Another aspect of the game Sony has improved immensely on is the audio, which rocks in EQoA. Birds chirp, wind blows, crickets annoy, rivers run, and when it rains, you hear rolling thunders. Coming off of the PC version, there were audio problems from day one, and update patches plagued EQ PC and often cause more problems than they fixed. This is not the case here, as the audio barely falters and everything makes some sort of sound immersing you into the world of EQ.

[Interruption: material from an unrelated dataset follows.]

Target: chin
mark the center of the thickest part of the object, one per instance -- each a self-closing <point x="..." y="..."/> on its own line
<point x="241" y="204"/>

To wrap it up, EQoA is a huge improvement over the PC version. The graphics and sound are awesome, and controls and game play have been tweaked a bit to help you better enjoy the game. I do wonder if they will continue to add extra material as seen in the PC. Don’t get me wrong because I don’t like patching anymore than you do, and they often break things that once worked (translocation anyone?), but the ability of EverQuest to be forever updated is an excellent option to have. Finally, Sony has done a great job of bringing this popular PC title to the console and everybody is back to level one. Take that, Triton! I am looking forward to the official launch so I can play with other people and further my adventuring. With EQ now on the console, Sony looks to dominate the youth of today in yet another aspect of the gaming world, and I think they have. To end on a personal note, I would like to thank the dev team for the kick-ass gesture of signing my copy. THANKS A LOT, MATES! It was awesome and I had the warm cozy feeling all over!